The design of a plan-rewriting algorithm depends on several parameters: the language of the operators, the language of the rewriting rules, the choice of full-specification or partial-specification rewriting rules, and the need for all rewritings or one rewriting as required by the search method.

The *language of the operators* affects the way in which the
initial and rewritten plans are constructed. Our framework supports
the expressive operator definition language described in
Section 2.1. We provide support for this language by
using standard techniques for causal link establishment and threat
checking like those in Sage [48] and UCPOP
[65].

The *language of the antecedents of the rewriting rules* affects
the efficiency of matching. Our system implements the conjunctive
query language that was described in Section 3.1.1.
However, our system could easily accommodate a more expressive query
language for the rule antecedent, such as a relationally complete
language (i.e., conjunction, disjunction, and safe negation)
[2],
or a recursive language such as datalog with stratified negation,
without significantly increasing the computational complexity of the
approach in an important way, as we discuss in
Section 3.1.4.

The choice of *fully versus partially specified rewriting rules*
affects the way in which the replacement plan is embedded into the
current plan. If the rule is completely specified, the embedding is
already specified in the rule consequent, and the replacement subplan
is simply added to the current plan. If the rule is partially
specified, our algorithm can compute all the valid embeddings.
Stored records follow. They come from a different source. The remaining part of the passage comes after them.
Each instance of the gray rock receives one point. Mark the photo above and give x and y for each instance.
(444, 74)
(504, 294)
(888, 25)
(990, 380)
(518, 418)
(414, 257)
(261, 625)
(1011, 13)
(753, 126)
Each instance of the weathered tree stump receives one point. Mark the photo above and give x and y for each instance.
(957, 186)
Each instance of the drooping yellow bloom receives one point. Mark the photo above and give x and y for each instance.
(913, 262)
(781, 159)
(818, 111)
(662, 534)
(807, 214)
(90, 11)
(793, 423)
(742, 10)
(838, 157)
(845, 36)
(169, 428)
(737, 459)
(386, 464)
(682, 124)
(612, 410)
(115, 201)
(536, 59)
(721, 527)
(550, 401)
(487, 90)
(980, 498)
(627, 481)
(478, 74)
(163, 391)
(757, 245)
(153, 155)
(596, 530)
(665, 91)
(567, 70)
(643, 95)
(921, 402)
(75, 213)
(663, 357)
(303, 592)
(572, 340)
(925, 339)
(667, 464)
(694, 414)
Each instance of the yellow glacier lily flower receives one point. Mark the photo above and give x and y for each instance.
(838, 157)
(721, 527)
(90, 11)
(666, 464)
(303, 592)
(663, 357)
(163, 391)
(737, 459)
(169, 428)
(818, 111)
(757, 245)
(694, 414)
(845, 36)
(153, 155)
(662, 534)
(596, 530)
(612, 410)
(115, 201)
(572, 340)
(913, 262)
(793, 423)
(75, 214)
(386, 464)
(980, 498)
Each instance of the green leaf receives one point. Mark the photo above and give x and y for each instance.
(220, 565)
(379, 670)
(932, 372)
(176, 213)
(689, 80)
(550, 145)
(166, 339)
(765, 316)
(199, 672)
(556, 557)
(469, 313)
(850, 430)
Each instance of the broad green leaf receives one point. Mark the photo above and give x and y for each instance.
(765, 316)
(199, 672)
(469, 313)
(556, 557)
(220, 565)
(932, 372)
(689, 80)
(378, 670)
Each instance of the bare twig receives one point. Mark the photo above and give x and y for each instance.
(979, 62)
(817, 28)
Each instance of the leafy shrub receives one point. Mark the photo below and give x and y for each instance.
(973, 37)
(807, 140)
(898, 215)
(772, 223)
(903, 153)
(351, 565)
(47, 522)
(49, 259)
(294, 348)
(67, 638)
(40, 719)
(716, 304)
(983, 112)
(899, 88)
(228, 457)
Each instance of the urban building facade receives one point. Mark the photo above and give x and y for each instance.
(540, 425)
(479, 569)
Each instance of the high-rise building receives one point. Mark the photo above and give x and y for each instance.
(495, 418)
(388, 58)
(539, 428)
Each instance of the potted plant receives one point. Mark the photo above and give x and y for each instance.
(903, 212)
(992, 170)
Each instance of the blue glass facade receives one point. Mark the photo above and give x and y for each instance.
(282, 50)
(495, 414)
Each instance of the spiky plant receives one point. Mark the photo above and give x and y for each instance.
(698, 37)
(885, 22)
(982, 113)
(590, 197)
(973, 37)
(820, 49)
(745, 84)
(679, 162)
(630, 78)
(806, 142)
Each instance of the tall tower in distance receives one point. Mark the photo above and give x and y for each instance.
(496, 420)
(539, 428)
The choice of *one versus all rewritings* affects both the
antecedent matching and the embedding of rule consequent.
The rule matches can be computed either all at the same time, as in
bottom-up evaluation of logic databases, or one-at-a-time as in
Prolog, depending on whether the search strategy requires one or all
rewritings.
If the rule is fully-specified only one embedding per match is
possible. But, if the rule is partially-specified multiple embeddings
may result from a single match. If the search strategy only requires
one rewriting, it must also provide a mechanism for choosing which
rule is applied, which match is computed, and which embedding is
generated (*rPOP* can stop at the first embedding or compute all
embeddings).
Our implemented rewriting algorithm has a modular design to support
different combinations of these choices.